A Blazing Little Christmas(62)
Agh.
Rebecca propped her feet up on the sofa, flexing her feet, which sent shooting pains up her calf. She deserved the pain for being stupid. But how stupid was she?
What if, in the end, Cruz was right? What if Rebecca was coddling them and they’d grow up to be spoiled adults ten steps removed from reality, just like her? What if Rebecca was the misguided one?
The phone rang again. Caller ID said Wilder. This time, Rebecca picked it up.
“Miss Neumann?” The voice was high and hesitant, even through the fiber-optic phone cable.
“Ethan?”
“Is it true? Austin’s mommy called Daniel’s mommy who called Megan’s mommy who called my mommy. They said you won’t be our teacher anymore.”
Rebecca sank into the carpet, curling up against the couch. “I think so, Ethan. But you’ll have somebody new.”
“Megan’s mommy said you had a nervy breakdown.”
Oh, no, thought Rebecca, wishing the bourbon would do its job. “I didn’t have a nervy breakdown. I told Headmistress Cruz that I believe in Santa Claus.”
“There’s no such thing as Santa. My daddy said so.”
Rebecca rubbed a palm over her eyes. “Ethan, I need to get off the phone now. You’ll be good? Don’t give the substitute heck, will you?”
“No, Miss Neumann. Please come back. My birthday is next month, and I want cupcakes, but my mother said I can’t have cupcakes because of the sugar.”
“I’m sorry, Ethan,” said Rebecca, a catch in her voice. Quickly she hung up the phone. She would not let her kids hear her cry. Not ever.
Not ever.
Not ever.
Because she was wasn’t going to see them again. Rebecca took the reindeer antlers off her head and threw them at the closed bedroom door.
“Hey!”
The door opened and Janine walked out, in boxer shorts, and a T-shirt with no bra. Which meant only one thing. Janine’s fiancé was here, and they’d recently been indulging in afternoon nooky.
Rebecca swore and then immediately apologized. “Sorry.”
Janine picked up the antlers. “What’s wrong with you?”
Rebecca limped to her feet, and discreetly shoved the bottle of bourbon between the box of Splenda and the green tea bags. “Nothing. Long story.” Her roommates would find out soon enough when she couldn’t make rent.
Janine, still caught in the postcoital afterglow, didn’t notice. “The UPS man delivered a package for you. It was huge.”
Rebecca managed the expected smile.
Janine pointed to the corner. “I stowed it behind the TV. Go ahead, open it. I’m dying to see what’s in it.”
It was a giant gift box, with shiny green paper and a bright red bow, all Christmasish, and if one hadn’t just been fired for said Christmas beliefs, one might have been totally excited. It was big enough, wide enough, deep enough.
Maybe…
Rebecca stared, her fingers crossed. Eventually curiosity turned into something more, and she tore off the wrapping. Then, sloooooooooooooooooooooowly, carefully, she lifted the lid.
And looked down to find…
A single sheet of paper.
Okay, not the brand-new, hot off the assembly line, homeopathic foot spa that she had coveted since her podiatrist first told her about it.
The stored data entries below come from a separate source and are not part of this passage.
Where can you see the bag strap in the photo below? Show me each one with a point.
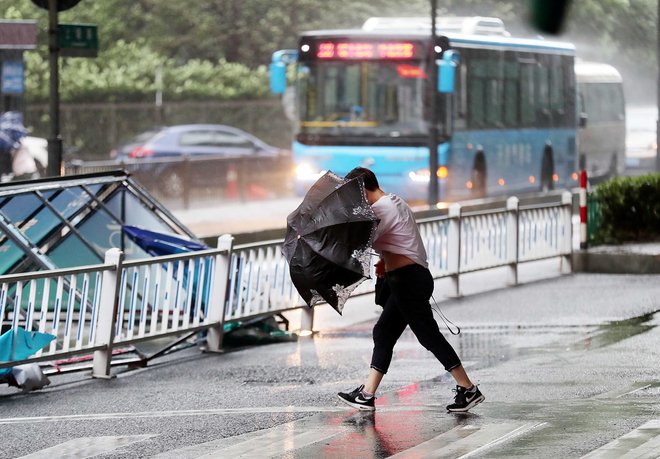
(444, 318)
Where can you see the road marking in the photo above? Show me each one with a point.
(165, 414)
(641, 443)
(84, 447)
(623, 392)
(275, 441)
(465, 441)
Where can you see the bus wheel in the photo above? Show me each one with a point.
(479, 175)
(547, 170)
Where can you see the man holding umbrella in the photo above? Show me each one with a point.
(404, 268)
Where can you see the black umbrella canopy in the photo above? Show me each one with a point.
(328, 240)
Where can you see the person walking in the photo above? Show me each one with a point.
(405, 290)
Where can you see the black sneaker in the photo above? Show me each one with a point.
(356, 400)
(465, 399)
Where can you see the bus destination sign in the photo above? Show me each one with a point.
(365, 50)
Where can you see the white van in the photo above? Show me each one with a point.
(602, 131)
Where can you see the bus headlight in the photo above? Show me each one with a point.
(307, 172)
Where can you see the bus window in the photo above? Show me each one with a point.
(601, 142)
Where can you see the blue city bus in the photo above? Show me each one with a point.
(506, 110)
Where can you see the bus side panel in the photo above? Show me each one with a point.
(513, 159)
(392, 165)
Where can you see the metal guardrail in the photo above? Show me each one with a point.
(96, 308)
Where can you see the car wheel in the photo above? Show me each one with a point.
(172, 184)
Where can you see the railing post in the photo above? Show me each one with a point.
(566, 266)
(306, 320)
(218, 298)
(454, 246)
(105, 324)
(512, 205)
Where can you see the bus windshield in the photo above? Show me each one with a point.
(366, 98)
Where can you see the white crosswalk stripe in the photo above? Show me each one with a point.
(459, 442)
(641, 443)
(84, 447)
(465, 441)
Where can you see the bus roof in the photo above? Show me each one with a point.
(477, 25)
(468, 40)
(596, 72)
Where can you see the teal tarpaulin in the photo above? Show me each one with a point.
(20, 344)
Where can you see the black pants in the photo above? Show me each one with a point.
(410, 289)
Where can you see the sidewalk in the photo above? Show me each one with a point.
(642, 258)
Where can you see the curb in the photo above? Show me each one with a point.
(615, 263)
The paper was a handwritten note, with neat, tidy penmanship not seen in sixty years.
Dear Rebecca—
Because you’ve been good this year, I’m pleased to send you on a five-day holiday to the Timberline Lodge in Lake Placid, New York—all expenses paid, of course. I know what you want for Christmas, and there you’ll find it under the tree.
Santa.
Santa. Oh, that was rich. Even more pathetic, she could feel the old silliness springing up inside her. Gullible moron.
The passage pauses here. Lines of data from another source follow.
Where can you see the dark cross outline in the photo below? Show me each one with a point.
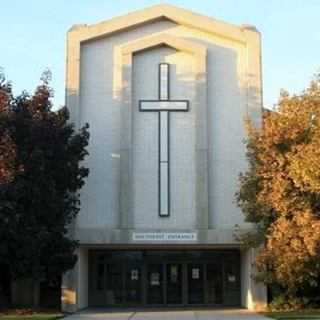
(167, 110)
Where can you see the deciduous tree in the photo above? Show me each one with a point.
(280, 191)
(42, 172)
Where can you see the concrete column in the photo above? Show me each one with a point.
(253, 294)
(74, 295)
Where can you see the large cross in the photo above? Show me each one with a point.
(164, 106)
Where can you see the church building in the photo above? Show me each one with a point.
(166, 93)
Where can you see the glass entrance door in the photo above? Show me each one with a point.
(195, 283)
(155, 293)
(214, 283)
(133, 289)
(174, 283)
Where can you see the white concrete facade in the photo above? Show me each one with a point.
(113, 65)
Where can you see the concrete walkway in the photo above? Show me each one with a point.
(227, 314)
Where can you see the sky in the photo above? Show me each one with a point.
(33, 33)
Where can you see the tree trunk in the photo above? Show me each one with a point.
(35, 293)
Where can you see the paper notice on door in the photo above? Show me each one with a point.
(155, 279)
(195, 273)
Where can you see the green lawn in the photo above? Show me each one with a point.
(294, 315)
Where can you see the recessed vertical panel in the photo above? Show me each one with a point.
(164, 189)
(164, 81)
(163, 135)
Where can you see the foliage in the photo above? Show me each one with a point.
(41, 174)
(280, 192)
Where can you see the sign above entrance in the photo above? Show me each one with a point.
(164, 236)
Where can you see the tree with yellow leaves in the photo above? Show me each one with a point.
(280, 192)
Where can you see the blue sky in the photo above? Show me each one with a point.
(32, 36)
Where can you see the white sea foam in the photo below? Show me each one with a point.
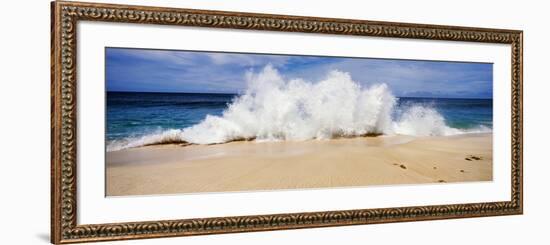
(273, 108)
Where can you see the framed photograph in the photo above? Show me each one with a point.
(175, 122)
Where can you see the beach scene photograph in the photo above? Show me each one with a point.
(181, 122)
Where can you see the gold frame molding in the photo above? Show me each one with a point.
(66, 15)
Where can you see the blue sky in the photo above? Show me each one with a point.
(146, 70)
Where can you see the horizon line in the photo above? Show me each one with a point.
(236, 93)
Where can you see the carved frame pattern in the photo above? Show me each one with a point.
(65, 15)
She reread the note four times, willing herself not to fall for it. This was a time-share opportunity, cleverly disguised with gleeful Christmas trimmings, probably a bad joke from Cruz.
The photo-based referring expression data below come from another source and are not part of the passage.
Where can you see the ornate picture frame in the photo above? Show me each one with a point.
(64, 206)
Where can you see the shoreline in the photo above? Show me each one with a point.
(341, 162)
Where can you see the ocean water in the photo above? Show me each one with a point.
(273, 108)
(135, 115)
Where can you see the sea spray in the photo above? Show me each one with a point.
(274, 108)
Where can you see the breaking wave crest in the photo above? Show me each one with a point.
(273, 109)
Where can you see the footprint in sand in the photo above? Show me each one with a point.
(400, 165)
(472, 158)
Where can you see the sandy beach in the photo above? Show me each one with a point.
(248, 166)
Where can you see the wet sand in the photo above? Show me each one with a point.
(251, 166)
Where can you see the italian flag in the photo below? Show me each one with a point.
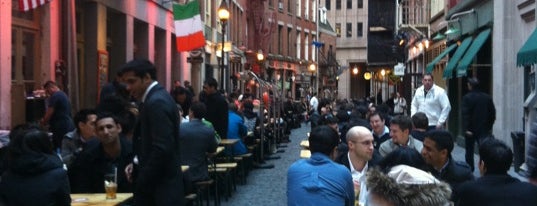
(188, 26)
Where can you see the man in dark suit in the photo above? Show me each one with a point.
(478, 116)
(360, 157)
(436, 152)
(216, 107)
(157, 175)
(495, 187)
(196, 141)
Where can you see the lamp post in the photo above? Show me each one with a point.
(312, 69)
(223, 15)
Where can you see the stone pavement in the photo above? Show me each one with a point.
(267, 187)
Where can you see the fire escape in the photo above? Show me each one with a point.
(413, 22)
(328, 68)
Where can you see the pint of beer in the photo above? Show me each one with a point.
(110, 186)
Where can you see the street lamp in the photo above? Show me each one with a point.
(260, 56)
(223, 15)
(355, 70)
(312, 69)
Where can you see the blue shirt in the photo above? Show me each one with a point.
(236, 130)
(319, 181)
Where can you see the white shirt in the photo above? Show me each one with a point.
(435, 104)
(154, 83)
(314, 103)
(360, 177)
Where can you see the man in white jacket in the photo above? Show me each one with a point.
(433, 101)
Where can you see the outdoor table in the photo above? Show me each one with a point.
(98, 199)
(305, 153)
(305, 144)
(228, 142)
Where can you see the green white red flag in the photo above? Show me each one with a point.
(188, 26)
(26, 5)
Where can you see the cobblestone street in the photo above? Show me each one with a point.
(266, 187)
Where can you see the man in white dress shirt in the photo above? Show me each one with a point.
(433, 101)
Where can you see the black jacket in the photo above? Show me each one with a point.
(454, 174)
(35, 179)
(496, 190)
(478, 113)
(158, 178)
(87, 171)
(217, 113)
(344, 160)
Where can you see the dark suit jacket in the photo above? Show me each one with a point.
(454, 174)
(217, 113)
(478, 113)
(196, 141)
(497, 190)
(344, 160)
(86, 174)
(158, 175)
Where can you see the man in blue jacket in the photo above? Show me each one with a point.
(319, 180)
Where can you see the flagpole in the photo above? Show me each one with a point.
(223, 14)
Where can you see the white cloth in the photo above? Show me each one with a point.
(314, 103)
(360, 177)
(404, 174)
(399, 105)
(435, 104)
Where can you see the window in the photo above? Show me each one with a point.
(280, 36)
(298, 42)
(349, 30)
(529, 80)
(338, 29)
(207, 12)
(359, 29)
(289, 48)
(298, 9)
(314, 11)
(313, 48)
(289, 3)
(306, 47)
(307, 10)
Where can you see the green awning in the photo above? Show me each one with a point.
(448, 71)
(472, 51)
(528, 53)
(430, 66)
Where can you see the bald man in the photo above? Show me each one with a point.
(360, 158)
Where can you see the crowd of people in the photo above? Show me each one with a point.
(140, 130)
(378, 155)
(396, 153)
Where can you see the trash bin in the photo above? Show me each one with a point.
(518, 149)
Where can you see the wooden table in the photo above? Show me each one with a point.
(228, 142)
(305, 144)
(305, 154)
(97, 199)
(219, 150)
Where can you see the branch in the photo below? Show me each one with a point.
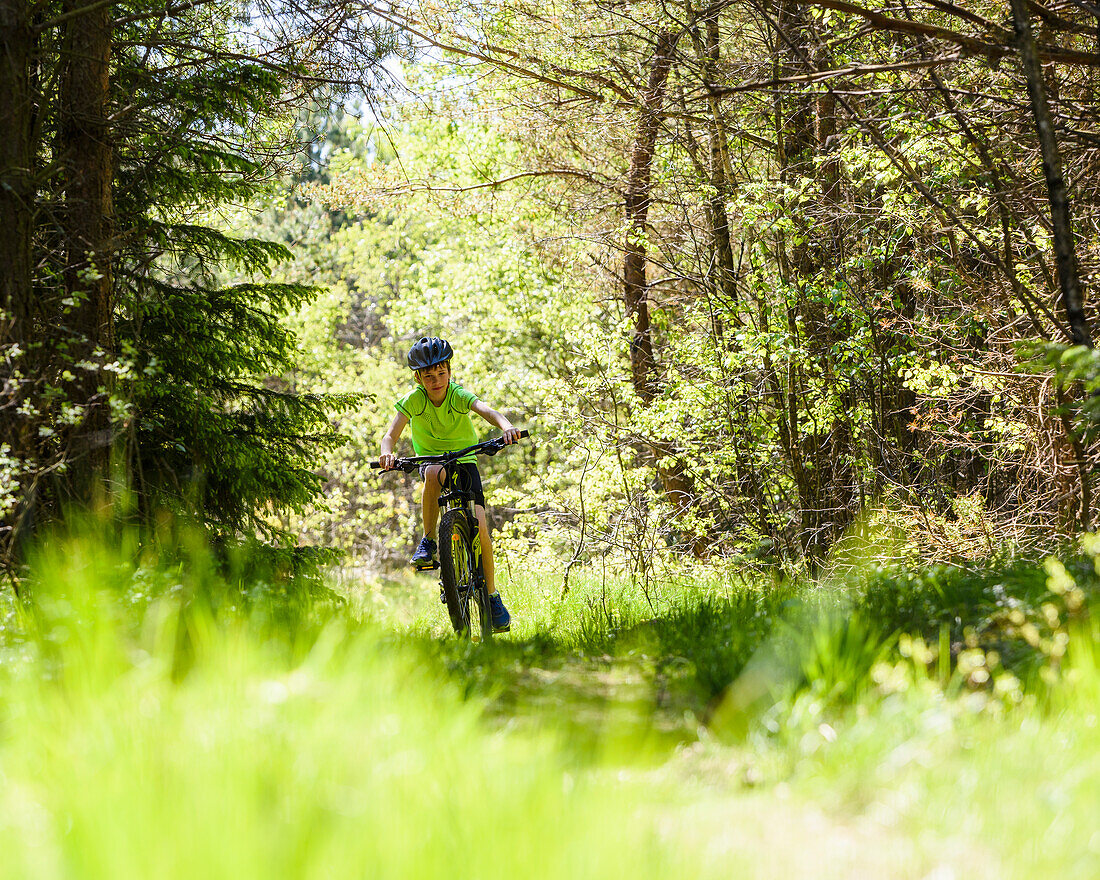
(853, 69)
(988, 48)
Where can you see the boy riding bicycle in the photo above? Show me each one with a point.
(439, 411)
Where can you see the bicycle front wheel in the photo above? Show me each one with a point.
(458, 570)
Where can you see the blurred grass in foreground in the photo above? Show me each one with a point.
(162, 717)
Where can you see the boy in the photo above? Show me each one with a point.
(439, 413)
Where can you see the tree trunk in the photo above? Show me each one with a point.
(86, 156)
(635, 286)
(1065, 250)
(17, 180)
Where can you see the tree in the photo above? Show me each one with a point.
(150, 356)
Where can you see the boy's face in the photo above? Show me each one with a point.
(435, 380)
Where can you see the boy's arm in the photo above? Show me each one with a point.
(483, 409)
(386, 459)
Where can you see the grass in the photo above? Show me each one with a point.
(162, 717)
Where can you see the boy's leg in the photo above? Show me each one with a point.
(433, 476)
(502, 620)
(425, 556)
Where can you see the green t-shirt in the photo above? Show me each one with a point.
(443, 428)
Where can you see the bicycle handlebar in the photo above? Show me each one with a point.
(484, 448)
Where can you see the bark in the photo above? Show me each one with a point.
(635, 286)
(17, 180)
(17, 224)
(1065, 251)
(723, 273)
(86, 155)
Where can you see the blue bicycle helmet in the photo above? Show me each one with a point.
(429, 351)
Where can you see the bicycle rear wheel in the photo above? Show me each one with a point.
(459, 560)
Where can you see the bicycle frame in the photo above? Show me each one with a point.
(462, 574)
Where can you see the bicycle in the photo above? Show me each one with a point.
(461, 575)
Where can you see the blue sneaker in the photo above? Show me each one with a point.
(502, 620)
(424, 559)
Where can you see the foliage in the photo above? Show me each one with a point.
(150, 692)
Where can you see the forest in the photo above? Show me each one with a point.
(793, 298)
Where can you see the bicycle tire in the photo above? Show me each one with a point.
(458, 573)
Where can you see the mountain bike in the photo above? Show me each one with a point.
(461, 575)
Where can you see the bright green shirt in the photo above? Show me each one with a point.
(443, 428)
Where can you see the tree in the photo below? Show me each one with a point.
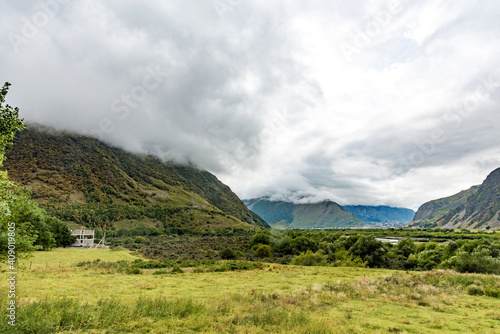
(370, 250)
(10, 123)
(406, 247)
(227, 254)
(264, 251)
(310, 259)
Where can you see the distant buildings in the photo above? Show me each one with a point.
(84, 238)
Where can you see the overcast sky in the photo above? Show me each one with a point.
(360, 102)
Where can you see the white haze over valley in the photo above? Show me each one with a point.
(367, 102)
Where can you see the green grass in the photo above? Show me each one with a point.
(55, 296)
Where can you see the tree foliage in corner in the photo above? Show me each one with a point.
(33, 228)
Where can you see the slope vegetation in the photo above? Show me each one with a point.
(381, 214)
(83, 180)
(325, 214)
(477, 207)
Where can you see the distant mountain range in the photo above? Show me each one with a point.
(477, 207)
(326, 214)
(381, 214)
(82, 180)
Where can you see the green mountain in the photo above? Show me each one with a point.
(477, 207)
(82, 180)
(325, 214)
(381, 214)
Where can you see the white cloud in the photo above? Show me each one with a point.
(263, 95)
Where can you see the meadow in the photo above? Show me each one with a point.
(58, 293)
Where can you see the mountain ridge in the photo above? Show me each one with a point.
(476, 207)
(326, 214)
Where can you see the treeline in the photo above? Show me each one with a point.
(34, 229)
(24, 226)
(465, 252)
(69, 165)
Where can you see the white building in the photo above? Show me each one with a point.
(84, 238)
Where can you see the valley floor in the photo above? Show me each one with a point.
(55, 296)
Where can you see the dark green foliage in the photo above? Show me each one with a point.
(35, 229)
(85, 181)
(302, 244)
(10, 123)
(406, 247)
(310, 259)
(369, 250)
(261, 238)
(264, 251)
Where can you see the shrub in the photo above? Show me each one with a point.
(227, 254)
(177, 270)
(261, 238)
(264, 251)
(475, 290)
(140, 240)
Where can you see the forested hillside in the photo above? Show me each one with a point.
(477, 207)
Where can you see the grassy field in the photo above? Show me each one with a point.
(55, 296)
However, she wasn’t moronic enough to dismiss it completely, either.
Her first call was to the lodge, verifying its existence and asking if time-share opportunities were available. The old woman on the other end of the line sounded insulted.
“We’re a family hotel with a long, well-documented history in the Adirondacks. No flim-flam here.”
Satisfied with the sincerity of her response, Rebecca explained the note and then the woman chuckled. “Our Santa Claus packages are very popular over the holidays. We have a strict confidentiality clause if the giver requests it.”
This time, Rebecca wasn’t so quick to defend the existence of Santa. “And what if a creepy, stalker dude is the giver? Mr. Murphy, for instance.”
“You have a creepy, stalker dude, missy?”